“The vast majority of us
imagine ourselves as like
literature people or math people.
But the truth is that the massive
processor known as the human brain
is neither a literature organ or
a math organ. It is both and more.”
“Mathematics expresses values
that reflect the cosmos, including
orderliness, balance, harmony, logic,
and abstract beauty.”
Circle tomorrow’s date on your calendar. It’s Pi Day! March 14th is designated Pi Day by the mere fact that 3.14 are the first three numbers of everyone’s favorite mathematical constant. Pi, the ratio of a circle’s circumference divided by its diameter, has been approximated as 3.14, but what follows is an infinite number of digits which continue without pattern. It has been represented by the Greek letter π since the mid-18th century.
But, guess what, folks – this year’s celebration equates to something of an historic occasion. For this year makes up the next two numbers in Pi’s infinite sequence: 3.1415. We won’t have another moment like this for another hundred years.
But there’s more. Set your watches for 9:26am and listen carefully. You will hear math nerds leaping out of their skin like its New Years, because that very moment in time marks Pi’s next three digits: 3.1415926, to continue a numeric hooplah. As for us, at that precise moment, we shall be feasting upon a pie of our own, for obvious reasons (berry or apple – we haven’t decided yet).
I admit it. I have never been a fan of math. Quadratic equations, algorithms, stats? Not my thing. And forget about asking me to calculate a hypotenuse. Oh, in school I got good grades in math and science, but it was only because I took thorough notes, turned in my homework on time, and faired well on tests. But it was in one ear and out the other, because numerics did not seem to stick in this artsy gal’s brain.
On the other hand, I have always appreciated math and sciences. I may not be brainy enough with math, but I am smart enough to know that equations and formulas are inherent throughout the universe. Life, nature, space, even relationships run on algorithms.
In fact, the number Pi – because it is an infinite ratio – carries within its stream of unending digits every possible combination of numbers. What this means is that the digits of Pi tell a story – every story.

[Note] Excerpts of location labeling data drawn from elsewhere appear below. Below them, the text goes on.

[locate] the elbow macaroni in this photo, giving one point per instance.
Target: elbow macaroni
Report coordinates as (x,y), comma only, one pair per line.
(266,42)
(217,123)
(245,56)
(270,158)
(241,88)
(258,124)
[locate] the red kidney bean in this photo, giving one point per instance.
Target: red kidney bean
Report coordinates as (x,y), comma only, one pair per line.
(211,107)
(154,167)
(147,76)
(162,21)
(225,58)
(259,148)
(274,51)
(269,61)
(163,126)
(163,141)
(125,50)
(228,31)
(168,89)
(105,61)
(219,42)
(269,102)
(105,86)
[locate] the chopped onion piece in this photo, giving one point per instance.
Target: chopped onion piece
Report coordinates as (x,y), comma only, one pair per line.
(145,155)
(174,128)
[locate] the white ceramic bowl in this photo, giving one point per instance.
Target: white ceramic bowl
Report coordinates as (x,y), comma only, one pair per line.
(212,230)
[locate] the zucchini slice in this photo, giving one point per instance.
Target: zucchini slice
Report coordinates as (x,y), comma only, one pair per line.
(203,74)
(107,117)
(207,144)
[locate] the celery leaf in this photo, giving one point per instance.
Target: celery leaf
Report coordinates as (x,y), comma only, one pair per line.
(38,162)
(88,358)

I want to share a film clip that talks about it. In the scene, Person of Interest‘s Harold Finch steps in as a math teacher and explains to the resisting class why pi matters:
Like me, you may or may not like math, but let’s face it, life, nature, the universe, runs on numbers and formulas and equations. Pi is at the center of all that.
I like Finch’s final answer to the question of why Pi matters. It matters because you’re in there. I’m in there – every story. But what you do with that information – how you live your story – is up to you.